People instead used what's termed a federated database, with one database to store the chemistry data, another to store the supplier data, and another for the stockroom, and a few more for good measure. Daylight is one company which sold (and still sells) a chemistry specific database. It's very fast for doing chemistry searches but doesn't have the power to handle complex data well.
The approach works but it's clumsy. There ends up being another layer which coordinates searches across the multiple databases and the strong likelihood that the data in one database will be out of synch with another.

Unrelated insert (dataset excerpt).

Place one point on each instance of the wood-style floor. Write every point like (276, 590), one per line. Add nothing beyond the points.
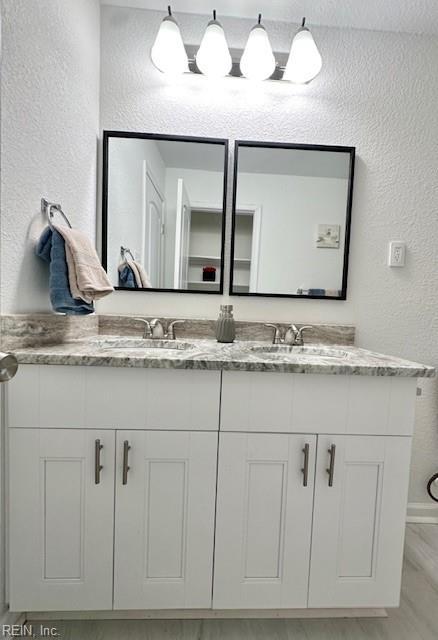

I don't know the exact history well so be wary about the exact details of the following. In the last 1980s there were research programs to extend the RDBMS model to include new data types and searches over those types. An example of a search some people wanted was "what are the nearest 3 stores within an hour drive of this address?".
There are many different database models. The relational model is only one possible way to organize data. Another is hierarchial, or as an object database (imagine if your data structures could stay around so when you restart Python it has the data from the previous session). The research in the 1980s lead to the object-relational model, which is a hybrid solution that supports object and new search types within an existing relational database.
There's no way a single company can provide all of the domain specific functionality needed by the world. Instead the database providers made their DBMS extensible, so third-parties could add new functionality to the database server and extend the query language. An extension was called a datablade by Illustra and a data cartridge by Oracle. The commerical database vendors started providing database extension support in the early 1990s. The chemistry database companies started evaluating the move to one of the RDBMSes in the mid-1990s and there are now about 10 Oracle data cartridges for chemistry.
Making the support for database extensions isn't easy, but as it turns out chemisty isn't that difficult. One advantage comes because SMILES are strings, so there's a natural data type already in the database. The complications come in when doing the search. The searches need to index a given speed to make the fingerprint screens and do the other things needed for a fast search. The index has to be updated when the database changes. The database has a query optimizer which tries to figure out the fastest way to actually query the database. For example, in "find all compounds which are 90% similar to Chemical-X and are sold by Utonium Enterprises" should probably search for the "sold by" critrion first because that's a lot faster than doing a similarity search.
One of the consequences of developing a data cartridge for Oracle is that Oracle is used most often by big companies. Big companies often have big money, so the cartridge developers ask for and can get a lot for their work. Reducing the number of in-house databases and the support costs for the federation makes this worthwhile for the larger companies. Few small companies want to spend, say, US$200,000 for a database extension.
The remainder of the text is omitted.